Un movimento di massa rumoroso, che per Veneziani si basava principalmente sull’odio ed il rifiuto di tutto ciò che rappresentava autorità ed autorevolezza. Una sorta di parricidio costante, con le scuole e le università che uscirono da quella fase peggiori di come vi erano entrati.

“Il motto Vietato vietare generò permissivismo, un mondo senza regole. Chi oggi parla di degrado è colui che quarant’anni fa aveva contribuito a produrlo. L’eredita lasciataci è da censurare, anche se vanno sottolineate positivamente le battaglie lavorative e le lotte per l’emancipazione della donna di quegli anni”.

Un Sessantotto sinonimo quindi di una profonda decadenza, che non deriverebbe dalle vicissitudini degli ultimi anni all’insegna della cultura berlusconiana messa in moto dalle sue televisioni commerciali. “Si parte molto prima – prosegue la penna del Giornale – perché i cattivi maestri di allora sono tutt’ora al potere, molti sono diventati professori. Nati come libertari ed oggi intolleranti, hanno riscoperto persino l’amor di patria, valore sempre rinnegato”.

Ma se i ribelli di un tempo nel 2011 si son riscoperti “bacchettoni” non è forse pur vero che dall’altra parte si sta assistendo al procedimento inverso? “Certo che sì”, conferma Veneziani. “Ma a destra la metamorfosi non è così smaccata e palese. E’ vero comunque che ad esempio i giustizialisti del 1992 oggi fanno parte della schiera degli anti-giustizialisti. E potrei continuare”.

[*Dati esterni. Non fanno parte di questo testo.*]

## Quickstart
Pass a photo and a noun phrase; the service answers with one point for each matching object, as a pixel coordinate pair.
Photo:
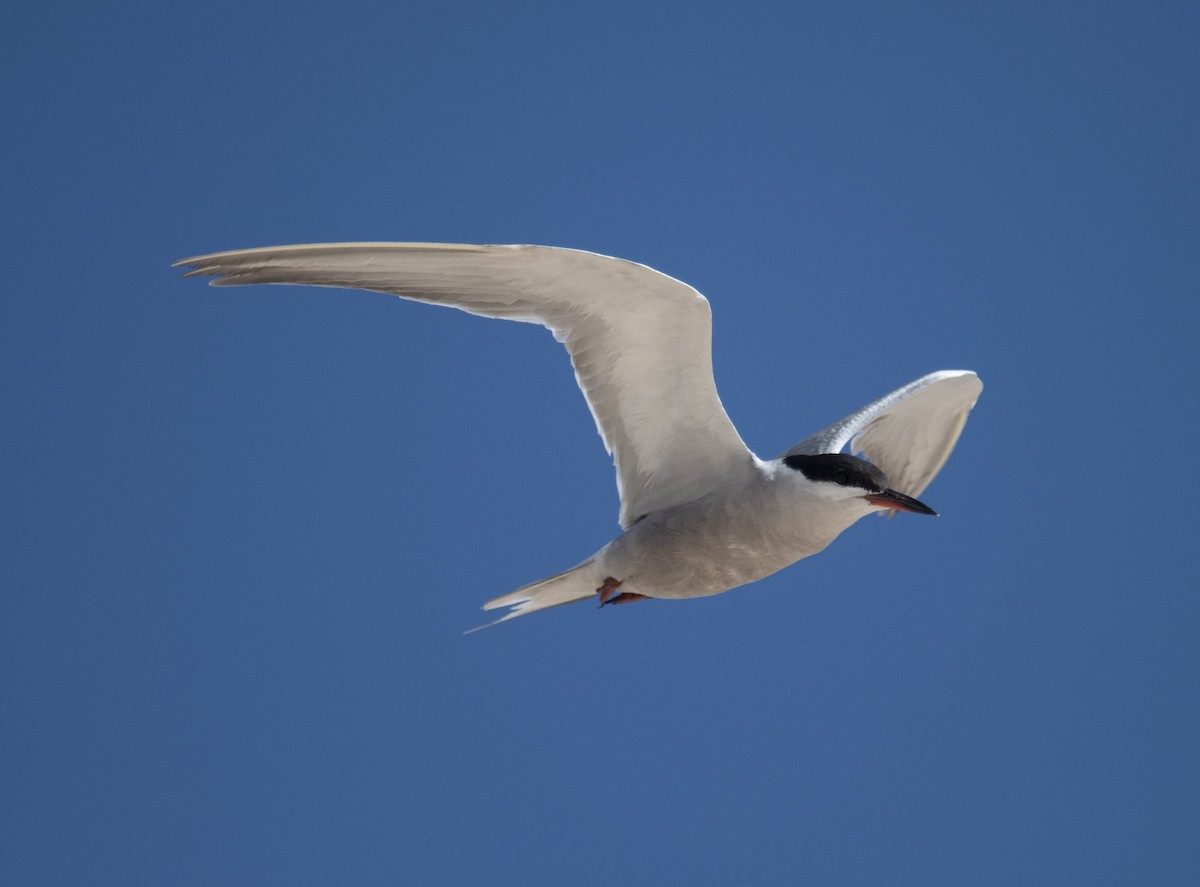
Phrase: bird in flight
(700, 513)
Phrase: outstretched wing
(909, 433)
(640, 341)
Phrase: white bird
(700, 513)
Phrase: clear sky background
(243, 529)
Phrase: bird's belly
(682, 556)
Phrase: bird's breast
(718, 543)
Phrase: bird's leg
(607, 593)
(607, 589)
(625, 598)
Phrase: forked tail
(576, 583)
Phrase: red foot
(627, 598)
(607, 589)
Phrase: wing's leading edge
(640, 341)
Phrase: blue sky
(244, 528)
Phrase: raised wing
(909, 433)
(640, 341)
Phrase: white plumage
(700, 511)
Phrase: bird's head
(837, 477)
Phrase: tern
(700, 513)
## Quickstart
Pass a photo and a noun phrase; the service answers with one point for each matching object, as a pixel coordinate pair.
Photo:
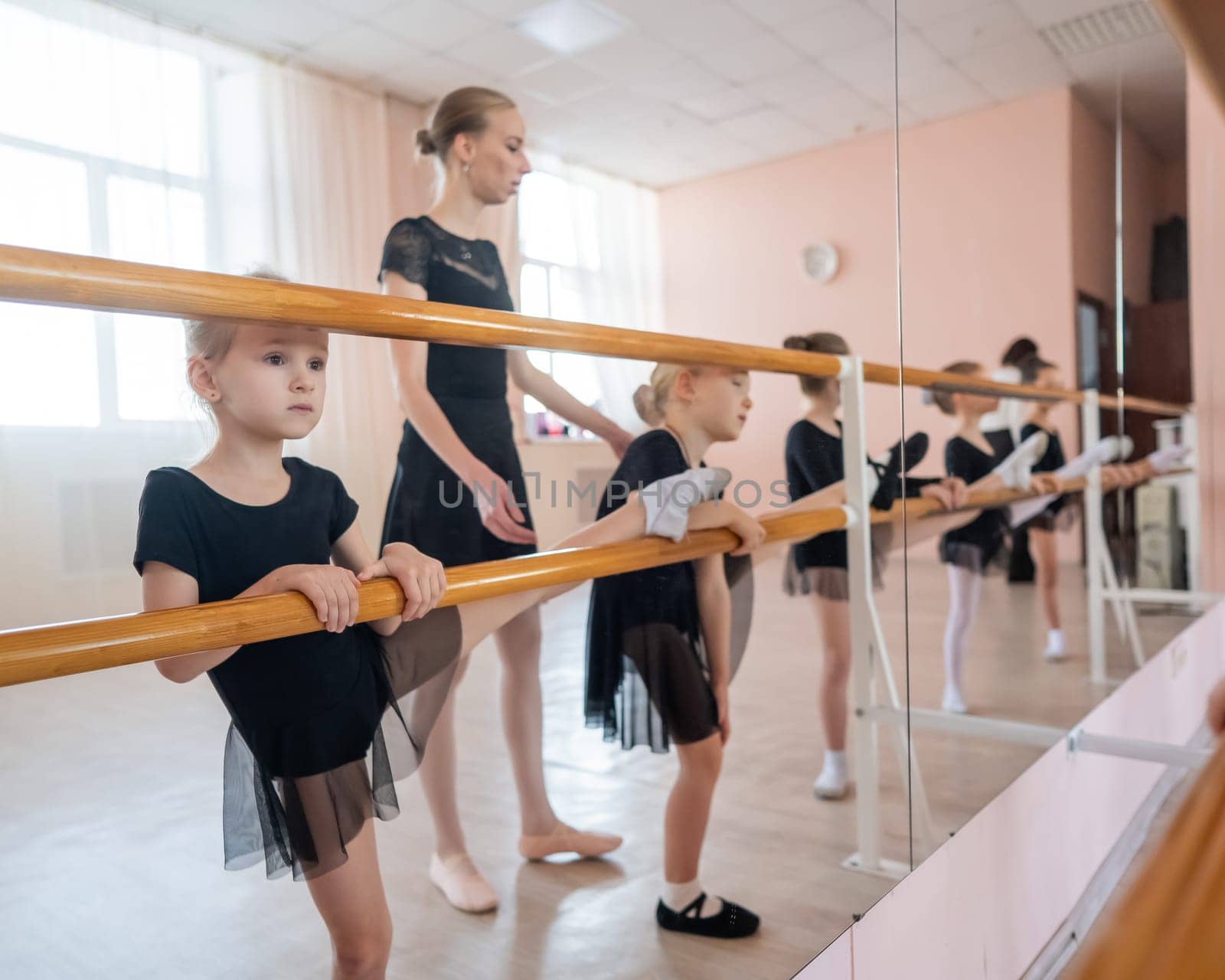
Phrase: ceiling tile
(359, 10)
(684, 80)
(430, 77)
(722, 104)
(631, 55)
(751, 58)
(983, 28)
(501, 10)
(501, 52)
(1014, 67)
(779, 12)
(560, 81)
(837, 30)
(870, 64)
(806, 80)
(299, 24)
(690, 26)
(358, 52)
(433, 24)
(920, 12)
(775, 132)
(839, 109)
(571, 26)
(612, 103)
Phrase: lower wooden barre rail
(63, 279)
(1169, 925)
(58, 651)
(95, 645)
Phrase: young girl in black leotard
(971, 550)
(322, 724)
(818, 567)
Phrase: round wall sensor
(821, 261)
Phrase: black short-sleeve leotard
(1051, 461)
(306, 710)
(647, 671)
(980, 543)
(814, 461)
(428, 506)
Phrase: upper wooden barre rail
(95, 645)
(1168, 926)
(43, 652)
(63, 279)
(1200, 28)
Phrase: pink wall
(986, 254)
(990, 898)
(1206, 183)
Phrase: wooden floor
(110, 814)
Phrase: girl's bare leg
(689, 808)
(835, 619)
(353, 906)
(1043, 545)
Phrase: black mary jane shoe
(910, 455)
(733, 922)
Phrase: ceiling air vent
(1102, 28)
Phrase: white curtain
(629, 289)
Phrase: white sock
(1106, 451)
(1016, 469)
(678, 897)
(1165, 459)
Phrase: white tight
(965, 588)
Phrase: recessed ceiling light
(571, 26)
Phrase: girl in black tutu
(818, 567)
(324, 723)
(665, 643)
(973, 549)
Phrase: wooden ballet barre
(61, 649)
(58, 651)
(1200, 28)
(1168, 926)
(87, 282)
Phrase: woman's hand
(423, 579)
(720, 700)
(959, 490)
(499, 512)
(750, 532)
(330, 588)
(1044, 484)
(940, 493)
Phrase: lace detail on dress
(407, 253)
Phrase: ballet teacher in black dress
(457, 435)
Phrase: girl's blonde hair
(818, 343)
(651, 400)
(463, 110)
(211, 340)
(943, 400)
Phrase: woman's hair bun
(646, 404)
(426, 144)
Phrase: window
(561, 265)
(102, 153)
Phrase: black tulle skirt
(429, 506)
(832, 581)
(297, 794)
(648, 678)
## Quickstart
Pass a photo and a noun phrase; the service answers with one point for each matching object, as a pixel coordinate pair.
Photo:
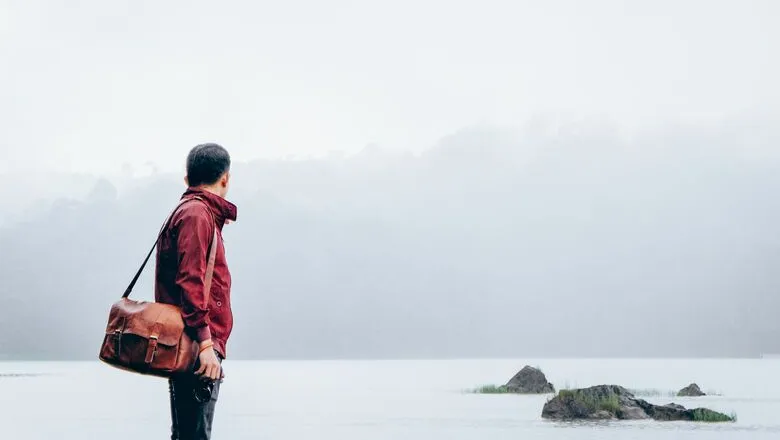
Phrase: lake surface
(359, 400)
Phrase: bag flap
(147, 319)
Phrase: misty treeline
(568, 243)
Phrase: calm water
(358, 400)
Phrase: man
(182, 255)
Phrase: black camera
(203, 390)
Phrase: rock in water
(529, 380)
(615, 402)
(691, 390)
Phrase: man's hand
(210, 367)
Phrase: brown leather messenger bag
(149, 337)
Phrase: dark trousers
(190, 419)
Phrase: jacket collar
(220, 207)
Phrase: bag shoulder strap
(212, 251)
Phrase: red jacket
(182, 255)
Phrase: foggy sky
(92, 85)
(469, 178)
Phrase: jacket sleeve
(195, 230)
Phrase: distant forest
(571, 243)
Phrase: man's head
(208, 167)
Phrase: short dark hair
(206, 163)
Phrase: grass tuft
(491, 389)
(705, 415)
(652, 392)
(608, 403)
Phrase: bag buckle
(151, 349)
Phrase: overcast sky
(91, 85)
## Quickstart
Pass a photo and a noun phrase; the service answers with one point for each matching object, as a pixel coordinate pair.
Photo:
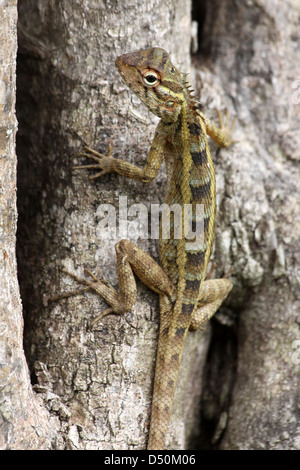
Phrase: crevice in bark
(37, 142)
(219, 378)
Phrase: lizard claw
(104, 163)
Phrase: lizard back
(191, 182)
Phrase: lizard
(187, 298)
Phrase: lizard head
(151, 75)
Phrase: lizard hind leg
(213, 293)
(130, 259)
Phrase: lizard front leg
(108, 164)
(130, 259)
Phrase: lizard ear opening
(151, 78)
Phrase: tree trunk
(24, 422)
(92, 388)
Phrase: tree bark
(254, 51)
(97, 382)
(92, 388)
(24, 422)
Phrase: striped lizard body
(187, 300)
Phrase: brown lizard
(187, 300)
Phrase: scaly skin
(187, 301)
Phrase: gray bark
(96, 385)
(101, 379)
(24, 422)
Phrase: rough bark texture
(24, 422)
(253, 49)
(69, 86)
(96, 385)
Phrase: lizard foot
(104, 162)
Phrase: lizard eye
(151, 78)
(169, 104)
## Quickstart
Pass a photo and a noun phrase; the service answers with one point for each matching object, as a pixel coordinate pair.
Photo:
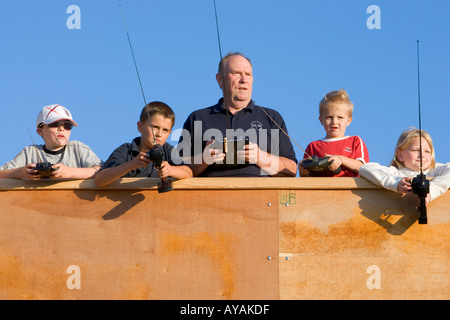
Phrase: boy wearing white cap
(69, 159)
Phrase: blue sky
(300, 50)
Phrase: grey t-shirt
(76, 154)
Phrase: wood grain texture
(221, 238)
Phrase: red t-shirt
(350, 147)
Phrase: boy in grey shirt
(69, 159)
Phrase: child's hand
(335, 161)
(165, 170)
(211, 155)
(140, 161)
(302, 171)
(404, 185)
(62, 171)
(30, 172)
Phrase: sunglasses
(67, 125)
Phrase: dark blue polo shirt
(212, 122)
(128, 151)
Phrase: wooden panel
(327, 238)
(138, 244)
(341, 244)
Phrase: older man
(267, 150)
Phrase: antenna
(418, 93)
(37, 150)
(420, 185)
(132, 53)
(137, 72)
(156, 154)
(217, 28)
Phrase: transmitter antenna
(420, 185)
(37, 150)
(132, 53)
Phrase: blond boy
(347, 152)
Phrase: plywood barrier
(220, 238)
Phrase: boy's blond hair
(405, 140)
(333, 98)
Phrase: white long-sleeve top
(389, 177)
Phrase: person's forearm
(352, 164)
(181, 172)
(12, 173)
(276, 166)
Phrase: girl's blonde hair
(333, 98)
(405, 140)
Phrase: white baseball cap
(53, 113)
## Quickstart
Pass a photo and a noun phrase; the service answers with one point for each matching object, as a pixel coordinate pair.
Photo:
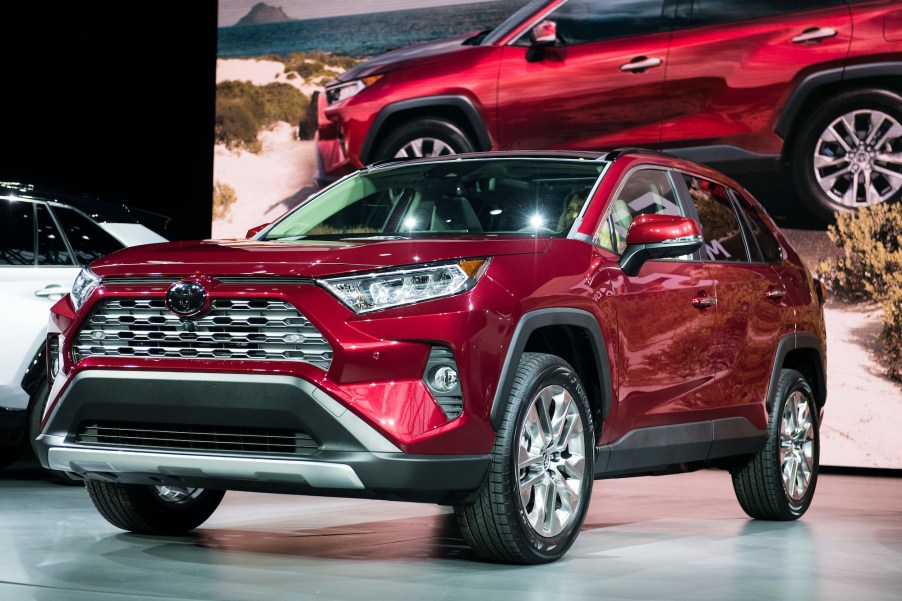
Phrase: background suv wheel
(427, 137)
(848, 154)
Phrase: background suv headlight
(352, 88)
(384, 289)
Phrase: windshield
(459, 197)
(513, 21)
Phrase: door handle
(815, 34)
(52, 290)
(640, 63)
(704, 301)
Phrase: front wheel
(777, 483)
(429, 137)
(153, 509)
(848, 153)
(535, 498)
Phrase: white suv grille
(260, 329)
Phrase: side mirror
(542, 34)
(255, 230)
(658, 237)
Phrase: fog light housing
(444, 379)
(53, 357)
(441, 377)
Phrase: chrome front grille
(225, 440)
(259, 329)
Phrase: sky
(230, 11)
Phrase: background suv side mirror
(255, 230)
(658, 237)
(542, 34)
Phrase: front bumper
(166, 428)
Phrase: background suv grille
(260, 329)
(244, 441)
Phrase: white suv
(45, 238)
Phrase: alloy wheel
(858, 158)
(551, 461)
(424, 147)
(797, 445)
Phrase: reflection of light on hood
(536, 221)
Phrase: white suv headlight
(85, 283)
(384, 289)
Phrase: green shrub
(224, 197)
(871, 269)
(243, 109)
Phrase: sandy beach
(863, 406)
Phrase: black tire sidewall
(792, 381)
(805, 181)
(443, 130)
(553, 372)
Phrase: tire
(153, 509)
(36, 405)
(427, 137)
(836, 164)
(778, 482)
(509, 521)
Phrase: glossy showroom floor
(668, 538)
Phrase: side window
(16, 232)
(721, 231)
(582, 21)
(88, 240)
(767, 242)
(643, 192)
(710, 12)
(51, 247)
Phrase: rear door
(750, 298)
(601, 85)
(733, 63)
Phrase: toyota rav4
(813, 87)
(490, 331)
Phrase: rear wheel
(427, 137)
(535, 498)
(777, 483)
(153, 509)
(848, 153)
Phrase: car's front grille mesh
(260, 329)
(224, 440)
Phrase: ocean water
(362, 35)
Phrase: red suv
(490, 331)
(810, 86)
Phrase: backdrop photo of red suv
(800, 102)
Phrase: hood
(423, 53)
(302, 259)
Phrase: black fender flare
(462, 103)
(792, 342)
(540, 318)
(814, 81)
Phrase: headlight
(352, 88)
(85, 283)
(381, 290)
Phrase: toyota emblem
(186, 298)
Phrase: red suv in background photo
(810, 87)
(488, 331)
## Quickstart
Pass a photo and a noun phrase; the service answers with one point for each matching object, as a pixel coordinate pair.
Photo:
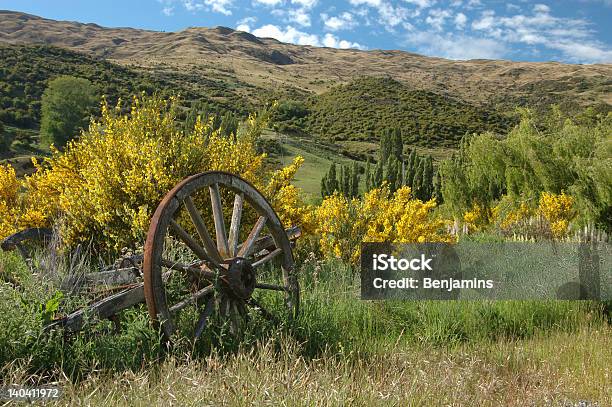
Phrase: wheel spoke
(267, 257)
(208, 310)
(191, 299)
(189, 241)
(245, 250)
(235, 225)
(253, 303)
(198, 222)
(217, 208)
(192, 270)
(265, 286)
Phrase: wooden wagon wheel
(221, 275)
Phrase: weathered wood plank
(235, 224)
(101, 309)
(196, 218)
(215, 198)
(247, 246)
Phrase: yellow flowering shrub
(515, 218)
(106, 184)
(558, 211)
(380, 217)
(476, 218)
(9, 188)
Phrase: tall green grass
(333, 321)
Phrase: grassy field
(548, 370)
(340, 351)
(316, 163)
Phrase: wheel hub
(239, 278)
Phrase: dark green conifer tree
(355, 180)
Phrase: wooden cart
(186, 274)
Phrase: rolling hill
(248, 63)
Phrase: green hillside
(364, 108)
(26, 70)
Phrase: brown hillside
(265, 62)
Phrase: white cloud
(437, 17)
(218, 6)
(191, 5)
(294, 36)
(244, 24)
(460, 21)
(268, 3)
(486, 21)
(289, 34)
(299, 16)
(308, 4)
(541, 8)
(456, 47)
(389, 15)
(343, 21)
(421, 3)
(573, 37)
(333, 42)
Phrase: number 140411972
(29, 393)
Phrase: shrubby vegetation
(67, 104)
(565, 164)
(26, 70)
(366, 108)
(107, 184)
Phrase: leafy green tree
(324, 192)
(355, 180)
(438, 188)
(67, 104)
(411, 170)
(4, 142)
(378, 175)
(417, 184)
(368, 175)
(329, 183)
(391, 174)
(398, 145)
(346, 181)
(427, 184)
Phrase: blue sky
(574, 31)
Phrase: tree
(412, 164)
(391, 174)
(5, 142)
(329, 182)
(427, 184)
(398, 145)
(417, 184)
(378, 175)
(324, 191)
(66, 106)
(368, 175)
(346, 181)
(355, 180)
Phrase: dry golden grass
(560, 369)
(220, 51)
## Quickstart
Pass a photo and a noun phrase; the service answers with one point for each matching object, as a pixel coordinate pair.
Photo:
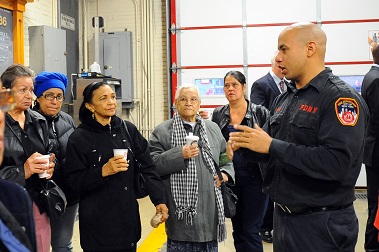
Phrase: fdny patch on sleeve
(347, 111)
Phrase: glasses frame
(192, 100)
(7, 100)
(52, 97)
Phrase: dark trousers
(371, 234)
(268, 220)
(251, 206)
(332, 231)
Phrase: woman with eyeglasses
(50, 88)
(25, 139)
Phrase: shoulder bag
(228, 196)
(53, 199)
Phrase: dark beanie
(47, 80)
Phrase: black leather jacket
(15, 154)
(255, 114)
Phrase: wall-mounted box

INAUGURAZIONE SEDE PDL Prima dell’incontro in Auditorium, Veneziani aveva avuto modo di presenziare, assieme al candidato sindaco Bruno Gabrielli e all’onorevole azzurro Carlo Ciccioli, all’inaugurazione della sede del Popolo della Libertà di Via Montebello, in passato storico luogo di dibattito per il Movimento Sociale rivierasco.